Les dirigeants que nous avons eus ne pouvaient nous mener que là où nous sommes : dans la voie sans issue des faux problèmes et des chicanes, de la misère et de la répression. Je l’ai dit et répété dans ces colonnes, nous n’avons jamais eu de chef d’Etat. Nous avons eu des chefs tout court, c’est-à-dire des individus arrogants et désinvoltes qui se fichent des textes, qui n’écoutent qu’eux-mêmes. Ce n’est pas la loi qui gouverne ce pays, mais les sautes d’humeur de nos roitelets. C’est ainsi depuis le début, les dirigeants guinéens n’ont aucun compte à rendre ni aux élus (pourquoi, diable, voudriez-vous qu’en l’occurrence Mamadi Doumbouya rende des comptes au CNT puisque c’est par décret qu’il en a nommé le président ?) ni au peuple. Ils font ce qu’ils veulent. Ce sont des monarques de droit divin qui ont droit de vie et de mort sur leurs concitoyens, pardon sur leurs sujets.

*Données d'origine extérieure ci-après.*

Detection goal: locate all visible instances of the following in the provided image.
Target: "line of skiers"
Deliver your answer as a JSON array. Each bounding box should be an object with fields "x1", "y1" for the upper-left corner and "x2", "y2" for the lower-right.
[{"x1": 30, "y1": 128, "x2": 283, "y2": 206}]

Ainsi donc, encore une fois, un gamin a été cueilli à la fleur de l’âge sur l’axe Cosa-Bambéto-Hamdallaye alors que le 5 Septembre dernier, on nous avait juré la main sur le cœur qu’on en avait fini avec les rafles de nuit et les massacres de rue. Le centième, le millième ? Nul ne le saura. En Guinée, les bourreaux ont autre chose à faire que de compter le nombre de leurs victimes.
On nous dit que cette fois, il y aura une enquête, que les coupables seront traduits devant la justice. Je n’y crois pas une seconde. Où est le criminel, Alpha Condé ? A Istamboul, soit disant pour y recevoir des soins. On nous avait déjà fait le coup à Abu-Dhabi jusqu’à ce qu’une vidéo prise à l’improviste nous montre notre grand malade, dans un luxueux salon oriental, un verre à la main, en train de papoter avec ses amis sur l’avenir politique de la Guinée. Du chiqué, tout cela !
Qu’elles aient fusillé ou lapidé, nos forces de l’ordre savent qu’elles peuvent dormir tranquilles. L’Etat guinéen a toujours assassiné gratis.